# Where to store configurable secrets? In group-readable etc/app.conf ?



## patmaddox (May 18, 2022)

I am working on an app that reads database credentials from DATABASE_URL env var. I've got an rc script that starts it up fine. I want to double-check how I should be configuring it: I have put it in /usr/local/etc/myapp.conf chmod 770.

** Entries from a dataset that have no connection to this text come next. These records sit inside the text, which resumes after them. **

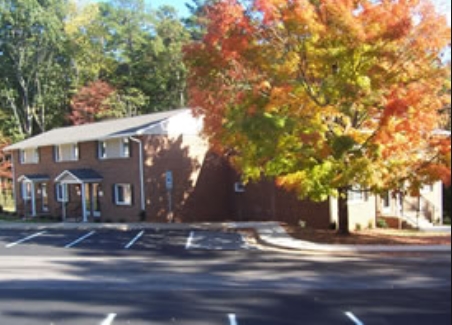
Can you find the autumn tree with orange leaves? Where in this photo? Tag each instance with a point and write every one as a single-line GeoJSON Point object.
{"type": "Point", "coordinates": [90, 101]}
{"type": "Point", "coordinates": [325, 95]}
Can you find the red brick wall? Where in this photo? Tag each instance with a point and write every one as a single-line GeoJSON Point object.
{"type": "Point", "coordinates": [203, 186]}
{"type": "Point", "coordinates": [113, 171]}
{"type": "Point", "coordinates": [264, 201]}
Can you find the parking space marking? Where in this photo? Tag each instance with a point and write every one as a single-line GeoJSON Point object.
{"type": "Point", "coordinates": [109, 320]}
{"type": "Point", "coordinates": [25, 239]}
{"type": "Point", "coordinates": [79, 240]}
{"type": "Point", "coordinates": [190, 240]}
{"type": "Point", "coordinates": [233, 319]}
{"type": "Point", "coordinates": [354, 318]}
{"type": "Point", "coordinates": [133, 241]}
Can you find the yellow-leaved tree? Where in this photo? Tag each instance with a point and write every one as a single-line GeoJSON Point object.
{"type": "Point", "coordinates": [326, 95]}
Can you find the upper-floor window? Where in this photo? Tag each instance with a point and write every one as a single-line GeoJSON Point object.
{"type": "Point", "coordinates": [29, 156]}
{"type": "Point", "coordinates": [114, 148]}
{"type": "Point", "coordinates": [123, 194]}
{"type": "Point", "coordinates": [357, 195]}
{"type": "Point", "coordinates": [66, 152]}
{"type": "Point", "coordinates": [427, 189]}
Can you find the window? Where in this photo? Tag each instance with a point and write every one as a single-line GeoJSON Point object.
{"type": "Point", "coordinates": [114, 148]}
{"type": "Point", "coordinates": [102, 149]}
{"type": "Point", "coordinates": [62, 193]}
{"type": "Point", "coordinates": [29, 156]}
{"type": "Point", "coordinates": [26, 191]}
{"type": "Point", "coordinates": [386, 201]}
{"type": "Point", "coordinates": [357, 195]}
{"type": "Point", "coordinates": [123, 194]}
{"type": "Point", "coordinates": [66, 152]}
{"type": "Point", "coordinates": [44, 197]}
{"type": "Point", "coordinates": [427, 189]}
{"type": "Point", "coordinates": [125, 148]}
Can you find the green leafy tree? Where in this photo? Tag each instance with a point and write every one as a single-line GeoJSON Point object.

Is that right, or is there some other mechanism for setting secret env vars for rc scripts?


----------



## SirDice (May 18, 2022)

Why would the _group_ require write access? And why did you add _execute_ permissions to a configuration file? 640 is more appropriate. Read/Write for the _owner_ (which I presume is root?), Read for the group, and nothing for everyone else.

Always follow the principle of least privilege.


----------



## patmaddox (May 18, 2022)

You're right, group wouldn't need write. I'm not even sure that group needs to be able to read it?

Execute permissions because brain fart


----------



## SirDice (May 18, 2022)

patmaddox said:


> I'm not even sure that group needs to be able to read it?


In this case, probably not. But it's going to depend at what stage that file is read and if the service, that reads this file, is running on a limited account or not.


----------



## patmaddox (May 18, 2022)

My program isn't reading the file directly. The rc script (/usr/local/etc/rc.dex_ample_live) includes the lines:

```
load_rc_config ex_ample_live
: ${ex_ample_live_env_file:=/usr/local/etc/ex_ample_live.conf}
```
to pass them in as env vars to the commands.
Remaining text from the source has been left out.